I can't tell you how many times I found CHF in previous patients without CHF, DVT's, bowel obstructions etc... because it seems each shift of nurses thought the other shift would do a full assessment. So I always did. Not only did this help me learn, it was good for my patients, AND covered my butt.

No offense to the LPN's on this site, but the education we recieve between RN and LPN is VERY different. As such, more is expected of the RN's, and mistakes will often come down on your head.

Good luck

Specializes in EMERGENCY.

Its All In The Wording, Lvn's Can Data Collect. I Think It Would Fine If The Lvn Stated For The Next Shift All Of The "data" That He/she Collected. Its Technically Not A Report Then. I Used To Be An Lvn Too And From What I Remember, Lvn's Have A License Too And Im Sure That They Want To Keep It, I Did. Its Always A Good Idea To Keep An Eye On All Of The Patients, Just To Make Sure That They Dont Circle The Drain. But My Guess Is That If The Floor Deems It Appropriate For Lvn's To Be There, The Patients Must Be Mostly Stable. Another Thing You Can Do Is Always Educate Your Lvn, Let Them Know What You Know And Your Thinking Process. It Will Only Benefit Both Of You.

Specializes in Cardiac Telemetry, ED.

In my state, the LPN may practice nursing tasks within the LPN scope of practice under minimal supervision of an RN.

I want to protect my license too, so I have made a point of knowing my scope of practice very well. What is the most helpful for an RN to do for me is not to actively supervise me or follow after me (which would not be "minimal supervision"), but rather, to be a resource for me to turn to when I need help. Help can be spiking a blood bag or giving an IVP into a central line, or it can be if I have a question about a patient situation, or make an observation while "collecting data" that I feel, in my clinical judgment as a nurse, warrants attention.

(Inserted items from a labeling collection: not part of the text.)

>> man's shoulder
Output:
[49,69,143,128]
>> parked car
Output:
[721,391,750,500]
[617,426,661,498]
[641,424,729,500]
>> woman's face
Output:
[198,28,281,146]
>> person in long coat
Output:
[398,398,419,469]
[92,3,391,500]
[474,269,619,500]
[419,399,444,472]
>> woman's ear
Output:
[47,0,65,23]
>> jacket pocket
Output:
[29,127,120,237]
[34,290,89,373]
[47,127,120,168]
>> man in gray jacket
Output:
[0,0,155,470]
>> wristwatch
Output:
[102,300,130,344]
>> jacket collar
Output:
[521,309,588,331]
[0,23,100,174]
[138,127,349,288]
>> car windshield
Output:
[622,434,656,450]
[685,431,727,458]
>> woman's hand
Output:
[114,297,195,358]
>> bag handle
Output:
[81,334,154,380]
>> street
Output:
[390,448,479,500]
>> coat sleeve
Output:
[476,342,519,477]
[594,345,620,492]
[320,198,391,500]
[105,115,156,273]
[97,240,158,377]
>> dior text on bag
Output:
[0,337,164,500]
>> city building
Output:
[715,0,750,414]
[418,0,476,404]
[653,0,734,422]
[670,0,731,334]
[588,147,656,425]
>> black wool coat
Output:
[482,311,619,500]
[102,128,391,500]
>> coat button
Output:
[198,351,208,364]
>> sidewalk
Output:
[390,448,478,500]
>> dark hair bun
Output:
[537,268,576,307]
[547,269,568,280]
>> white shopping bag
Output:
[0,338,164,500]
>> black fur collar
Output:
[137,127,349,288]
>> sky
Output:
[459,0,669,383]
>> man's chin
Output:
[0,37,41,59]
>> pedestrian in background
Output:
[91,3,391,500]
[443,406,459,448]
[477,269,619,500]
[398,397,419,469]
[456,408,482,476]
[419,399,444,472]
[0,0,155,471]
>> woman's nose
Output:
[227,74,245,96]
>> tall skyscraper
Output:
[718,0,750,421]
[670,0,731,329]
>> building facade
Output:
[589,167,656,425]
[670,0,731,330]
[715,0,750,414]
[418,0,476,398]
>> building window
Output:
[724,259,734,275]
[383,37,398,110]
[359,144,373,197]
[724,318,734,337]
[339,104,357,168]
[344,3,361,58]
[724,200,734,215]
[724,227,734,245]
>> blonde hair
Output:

My function as an LPN in the clinical setting in which I work is not one of being delegated to by an RN. I function as a team member, a colleague, providing care for the patients to which I am assigned, under minimal supervision of my charge nurse, and within my legally prescribed scope of practice. If the charge nurse assigns an RN to buddy up with me, it is not in order to "supervise" me, but rather, to be the one I go to when one of my patients needs something that is outside my scope.

Since I do not wish to be a burden to anyone, I always offer to assist the RNs I work with as well. If I can pass a few pills for an RN while he or she does an IVP for me, it's a win-win.